Upon Roosevelt’s arrival, he spoke privately with Hall for a moment, and was escorted into the Liberty House.
“Mr. Roosevelt was the first speaker and was presented by Dr. Ellison,” the register reported. “The Colonel’s voice was in bad shape and It was with difficulty that be made his voice carry over the big crowd. He confined his brief remarks to a sharp attack on the bosses of the two old parties.”
Davenport followed Roosevelt, and spoke for about ten minutes, after which the party departed for Monticello, where they were greeted by a similar scene. By the time the group left the County Seat bound for Middletown, they were running very late, and darkness had descended. It was not a good combination.
“One of the automobiles of the Roosevelt and Davenport campaigning party that went through Liberty last Friday, met with an accident near Hartwood, on the road between Monticello and Middletown, which delayed the party’s arrival in Middletown, where a large crowd had gathered to hear Roosevelt speak,” the Register reported in a separate story in the same edition. “In the car that figured in the accident were T.R. Steinback of New York City, Roosevelt’s secretary, and three Liberty men, Dr. L.C. Payne, G.M. Palmer, and N.C. Curry.”
The paper reported that the cars were traveling at an excessive speed for the conditions, and in the dark one of them had failed to negotiate a curve and had slid down a six-foot embankment, narrowly missing a 40-foot plunge.
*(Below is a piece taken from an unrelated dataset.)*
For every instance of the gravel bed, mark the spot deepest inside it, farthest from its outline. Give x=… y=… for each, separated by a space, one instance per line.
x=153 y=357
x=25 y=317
Fortunately, the car had remained upright, and although severely shaken up, none of the men were seriously injured.
Word had reached Middletown that Roosevelt would be late in arriving, and the rumor quickly spread that he had been injured in the crash, but his car had not been involved in the accident.
Interestingly, ten years to the day after Teddy Roosevelt’s appearance at the Liberty House, his son, Teddy Roosevelt, Jr. spoke to a crowd of 1,500 from the balcony of the Livingston Manor Lumber Company — the old Lennon House hotel — opposite the O&W Railway station in Liberty in his unsuccessful campaign for governor.
Illustration of Former president Teddy Roosevelt spoke from the first-floor balcony of the Liberty House on October 23, 1914.